Не было никаких сил выйти из машины, тем более, что криминалисты не нуждались в его присутствии. Мысли то концентрировались на деталях отдельных фактов, то расплывчато уходили в близкие или далекие воспоминания. На какое-то время он даже заснул, но это был скорее не сон, а состояние забытья, хорошо знакомое людям, привыкшим контролировать себя в окружающей обстановке. Сэм слышал голоса коллег, но периодически ловил себя на неприличном похрапывании. Тем не менее, когда работа была закончена и машина двинулась в сторону Оксфорда, комиссар почувствовал себя значительно бодрее. Хаккет молчал; по сценарию, хорошо известному в Скотленд-Ярде, сейчас, по окончании работы, он должен был ворчать, перемалывая кому-нибудь или чему-нибудь косточки и ожидая сочувственной реакции, но присутствие в машине посторонних лиц избавило Сэма от этой малоприятной процедуры.
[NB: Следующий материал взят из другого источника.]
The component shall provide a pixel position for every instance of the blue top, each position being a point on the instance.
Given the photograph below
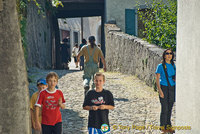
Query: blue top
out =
(170, 72)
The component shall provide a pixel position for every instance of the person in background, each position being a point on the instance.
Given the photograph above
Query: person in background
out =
(165, 81)
(75, 53)
(65, 53)
(91, 53)
(41, 84)
(84, 42)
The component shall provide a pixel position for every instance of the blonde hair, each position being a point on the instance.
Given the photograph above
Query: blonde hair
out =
(100, 74)
(52, 74)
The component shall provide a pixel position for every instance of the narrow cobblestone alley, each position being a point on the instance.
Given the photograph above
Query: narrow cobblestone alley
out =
(137, 107)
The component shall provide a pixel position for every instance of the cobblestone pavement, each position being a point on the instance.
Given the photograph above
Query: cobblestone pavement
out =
(137, 107)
Всю обратную дорогу до Лондона, несмотря на неоднократные, правда не очень настойчивые попытки, не удалось втянуть Поля в разговор о результатах осмотра места преступления. Только поднявшись к себе в лабораторию и выпив изрядную порцию виски, он, наконец, открыл рот:
- Существует устойчивое мнение, что у патологоанатомов профессионально атрофированы элементарные человеческие чувства. Между прочим, и о вас, полицейских, у обывателей мнение не лучше.
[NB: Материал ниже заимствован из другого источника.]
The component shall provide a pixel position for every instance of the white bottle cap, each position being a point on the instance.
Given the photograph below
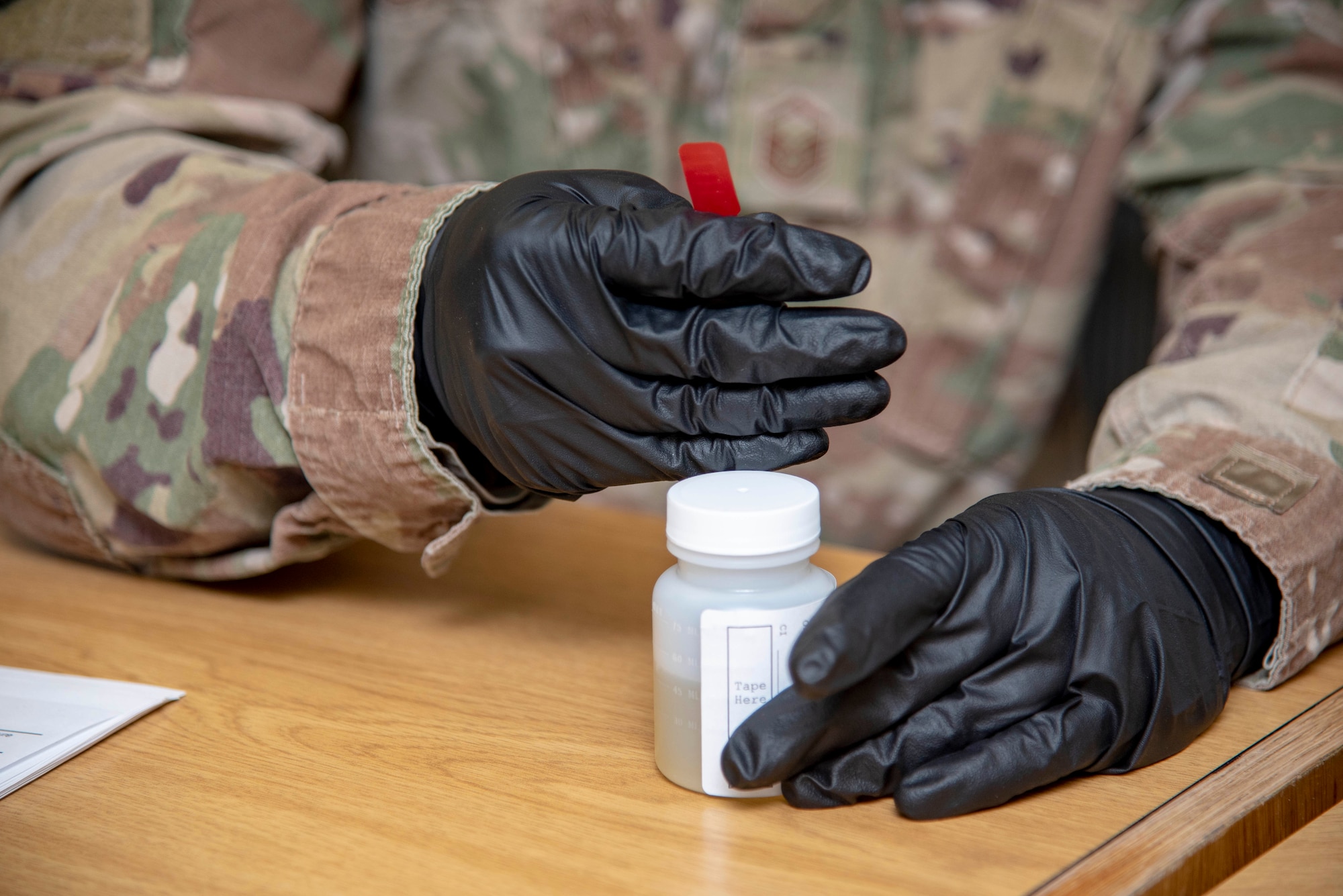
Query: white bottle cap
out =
(743, 514)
Хаккет продолжал ходить по лаборатории со стаканом виски; на третьем или четвертом витке он остановился перед комиссаром, сидящем на высоком стуле.
- Что ты молчишь? Может, тоже считаешь, что я резал Моррисона и напевал арию Фигаро?
- Допей свой виски, Поль, и сядь; от твоих пируэтов у меня снова начинает болеть голова. Что же касается твоих сентенций, то должен огорчить — мы действительно черствеем с годами, но не только в связи с нашей профессией, а скорее потому, что начинаем все чаще заглядывать в свои собственные болячки и проблемы. Что же касается равнодушия — это больше по части генов. Ты лучше скажи мне: рана Моррисона была смертельной, или..?
- Думаю, при своевременной помощи был шанс избежать летального исхода. Ты предполагаешь, кто-то был рядом?
- Вполне вероятно. Но я жду ответов на главные вопросы.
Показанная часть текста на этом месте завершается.